RESCATANDO EL TURISMO DEL CARIBE

(Dos Partes)

El Gran Caribe Esta Semana

Norman Girvan

Los elementos de un programa para reubicar el turismo en el Gran Caribe ya existen. Estos resultaron evidentes a partir de los informes presentados en la Reunión Extraordinaria del Comité de Turismo Sustentable de la AEC, efectuada en Caracas el 5 y 6 de noviembre, en la que se revisaron las iniciativas tomadas como respuesta a la situación surgida tras los hechos acaecidos el 11 de septiembre.

Estas iniciativas pueden ser integradas en una estrategia coherente de largo plazo que vaya más allá del manejo de una crisis, que evite una competencia innecesaria y que explote los complementos de los atractivos que ofrece la región al visitante.

El primer elemento, representado por las campañas publicitarias iniciales, es promocionar la región en el mercado tradicional estadounidense como un destino seguro que está “cerca de casa”. Pero los eventos más recientes sugieren que el temor a volar en los E.U.A continuará estando presente por algún tiempo más y el control de este miedo está, en gran medida, fuera del alcance de la región. A ello se suma que el Gobierno de los Estados Unidos está enfrentando por sí mismo la crisis en la industria de los viajes ofreciendo incentivos fiscales para las vacaciones domésticas.
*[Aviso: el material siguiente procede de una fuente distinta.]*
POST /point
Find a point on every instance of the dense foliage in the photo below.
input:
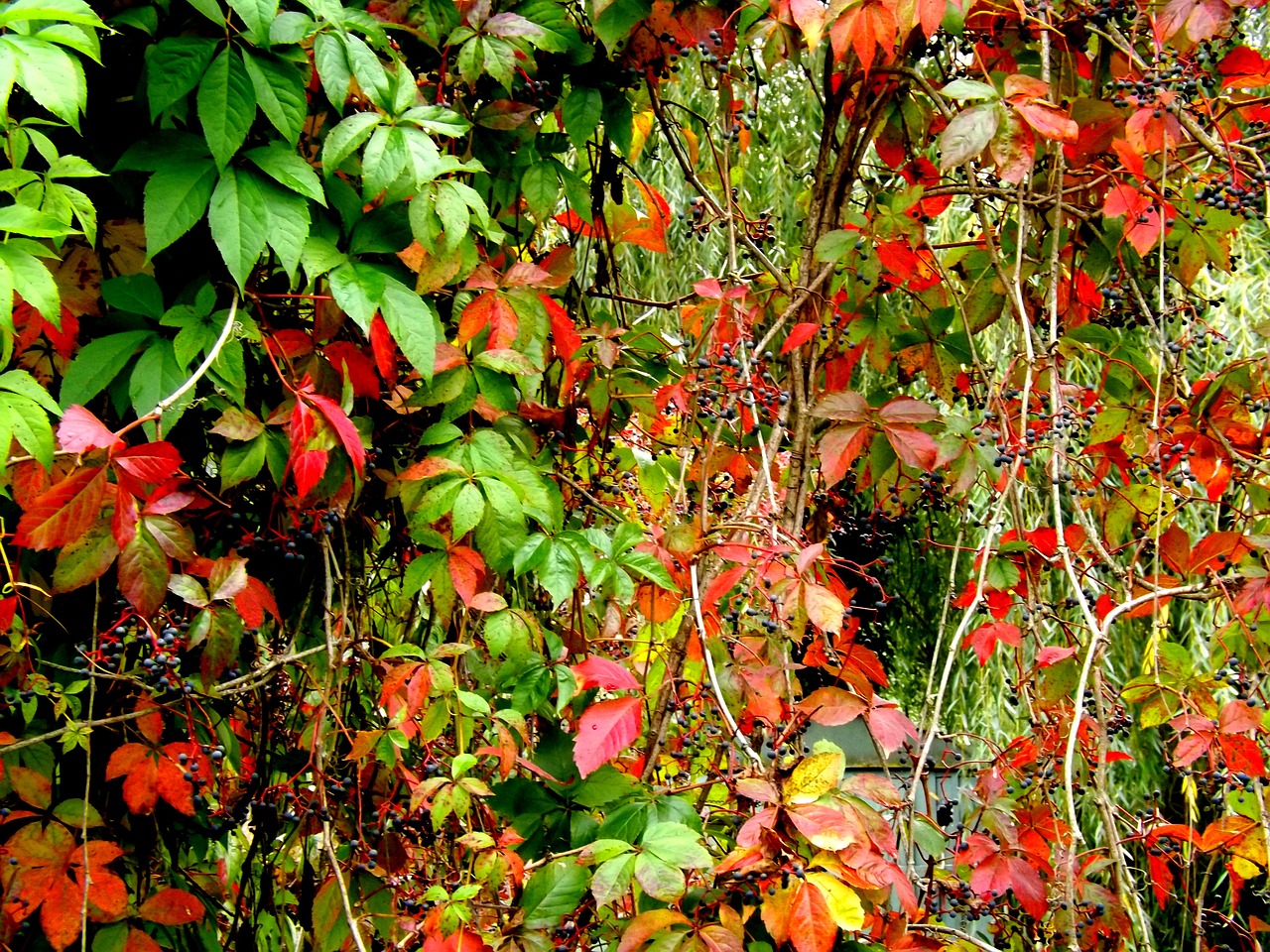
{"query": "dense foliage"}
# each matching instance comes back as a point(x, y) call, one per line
point(472, 466)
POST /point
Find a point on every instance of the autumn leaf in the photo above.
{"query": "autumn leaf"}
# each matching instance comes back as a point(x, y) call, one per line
point(172, 906)
point(604, 730)
point(601, 673)
point(150, 774)
point(50, 874)
point(64, 513)
point(811, 924)
point(984, 639)
point(815, 777)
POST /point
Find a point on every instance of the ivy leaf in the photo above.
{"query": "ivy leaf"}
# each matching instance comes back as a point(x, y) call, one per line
point(144, 571)
point(239, 218)
point(984, 639)
point(176, 198)
point(581, 111)
point(289, 169)
point(280, 90)
point(173, 67)
point(64, 513)
point(86, 557)
point(553, 892)
point(604, 730)
point(968, 134)
point(172, 906)
point(226, 105)
point(414, 325)
point(149, 774)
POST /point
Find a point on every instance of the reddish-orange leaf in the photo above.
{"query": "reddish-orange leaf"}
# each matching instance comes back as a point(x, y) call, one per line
point(80, 431)
point(172, 906)
point(348, 435)
point(812, 927)
point(150, 462)
point(984, 639)
point(601, 673)
point(64, 513)
point(140, 942)
point(604, 730)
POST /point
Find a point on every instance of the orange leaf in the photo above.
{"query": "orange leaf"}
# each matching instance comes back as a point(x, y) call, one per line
point(604, 730)
point(63, 513)
point(812, 927)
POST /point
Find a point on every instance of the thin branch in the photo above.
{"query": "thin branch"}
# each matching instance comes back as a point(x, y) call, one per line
point(714, 676)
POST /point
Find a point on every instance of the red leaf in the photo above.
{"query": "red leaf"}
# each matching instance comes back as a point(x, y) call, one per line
point(348, 435)
point(144, 571)
point(812, 927)
point(839, 448)
point(172, 906)
point(467, 571)
point(604, 730)
point(253, 602)
point(64, 513)
point(1048, 656)
point(984, 639)
point(150, 462)
point(490, 309)
point(833, 706)
point(601, 673)
point(357, 368)
point(309, 467)
point(889, 726)
point(384, 348)
point(79, 431)
point(799, 335)
point(140, 942)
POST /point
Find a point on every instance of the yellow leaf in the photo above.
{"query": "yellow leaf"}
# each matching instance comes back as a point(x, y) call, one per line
point(842, 900)
point(815, 777)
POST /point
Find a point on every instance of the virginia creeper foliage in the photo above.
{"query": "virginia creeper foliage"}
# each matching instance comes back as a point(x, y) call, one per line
point(448, 507)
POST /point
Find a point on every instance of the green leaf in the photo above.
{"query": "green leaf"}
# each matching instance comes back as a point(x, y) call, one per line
point(676, 844)
point(30, 426)
point(134, 294)
point(64, 10)
point(173, 67)
point(280, 90)
point(968, 134)
point(226, 105)
point(384, 160)
point(155, 376)
point(467, 511)
point(344, 140)
point(86, 558)
point(33, 281)
point(53, 76)
point(581, 111)
point(541, 188)
point(331, 64)
point(289, 169)
point(177, 195)
point(553, 892)
point(358, 290)
point(414, 325)
point(24, 220)
point(612, 879)
point(969, 90)
point(240, 221)
point(26, 385)
point(287, 223)
point(257, 17)
point(368, 71)
point(98, 363)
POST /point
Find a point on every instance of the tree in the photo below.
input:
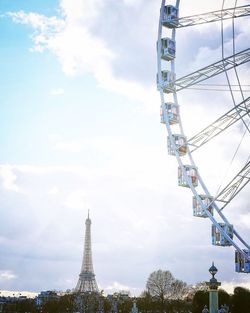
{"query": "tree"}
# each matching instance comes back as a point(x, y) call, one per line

Los análisis de los factores de riesgo sugieren que los preciosos dólares que se invierten en publicidad en la región deben balancearse entre los esfuerzos en el mercado norteamericano y un nuevo empeño en los mercados que no son estadounidenses, comenzando con Canadá, Europa y Sudamérica. Muchos vacacionistas de estas regiones han cancelado sus planes de viajar a E.U.A porque temen enfrentar algún problema relacionado con la seguridad.

Estados Unidos recibe 51 millones de visitantes cada año, cerca de tres veces el número de visitantes que llega a la región. A partir del 11 de septiembre los viajes hacia E.U.A han disminuido dramáticamente.

El segundo elemento de la estrategia es diferenciar al Gran Caribe como una región distintiva, que representa una experiencia única en el turismo internacional. Debe instarse a los visitantes que llegan a la región por primera vez a que la descubran, con el objetivo de lograr que el venir a esta parte del mundo sea una opción permanente en sus planes de viaje.

Las palabras claves aquí son diversidad y complemento. Además del sol, el mar y la arena del turismo en las islas, el Gran Caribe ofrece el “Mundo Maya” de Centroamérica, las espectaculares montañas y cascadas en las islas y en tierra firme, la actividad volcánica, la arquitectura precolombina y colonial, las atracciones ecoturísticas y numerosos festivales tipo carnaval. Todo esto puede proyectarse a nivel internacional como el ofrecimiento de una amplia gama de experiencias únicas para el viajero sofisticado.

El tercer elemento es la promoción del turismo doméstico. Costa Rica y México lo están haciendo ahora ofreciendo descuentos especiales para los residentes. Pero el turismo doméstico en nuestro contexto debe definirse para incluir los viajes dentro de la región. Santa Lucía, por ejemplo, está intentando atraer visitantes de la vecina Martinica; un programa similar ha sido lanzado en Centroamérica.

Estos tipos de programas pudieran ampliarse para convertirse en una parte integral del desarrollo del turismo regional. Ellos hacen uso de la diversidad de la región, al tiempo que facilitan el entendimiento cultural y los contactos de negocio.

Un acercamiento coordinado al turismo de la región pudiera partir de las iniciativas sub-regionales ya emprendidas por la CARICOM y América Central, respectivamente, para lanzar campañas promocionales conjuntas como respuesta a los sucesos del 11 de septiembre. Y el marco de trabajo ya existe, está en el acuerdo, negociado por la AEC, para establecer al Gran Caribe como la primera Zona de Turismo Sustentable en la industria internacional. En la 3ra Cumbre de la AEC, en diciembre del presente año, deberá firmarse una Convención que le daría efecto legal a la ZTS.

En el ambiente internacional actual, la sostenibilidad ha tomado un nuevo significado. La Convención debe utilizarse como una plataforma para reubicar el turismo de la región. La competencia dentro de la región es natural, y continuará estando presente. Pero puede complementarse con un reconocimiento de los beneficios mutuos que se pudieran obtener a partir de una amplia cooperación regional como respuesta a la crisis.

 

(Fin)

El Prof. Norman Girvan es Secretario General de la Asociación de Estados del Caribe. Sus puntos de vista no son necesariamente los puntos de vista oficiales de la AEC.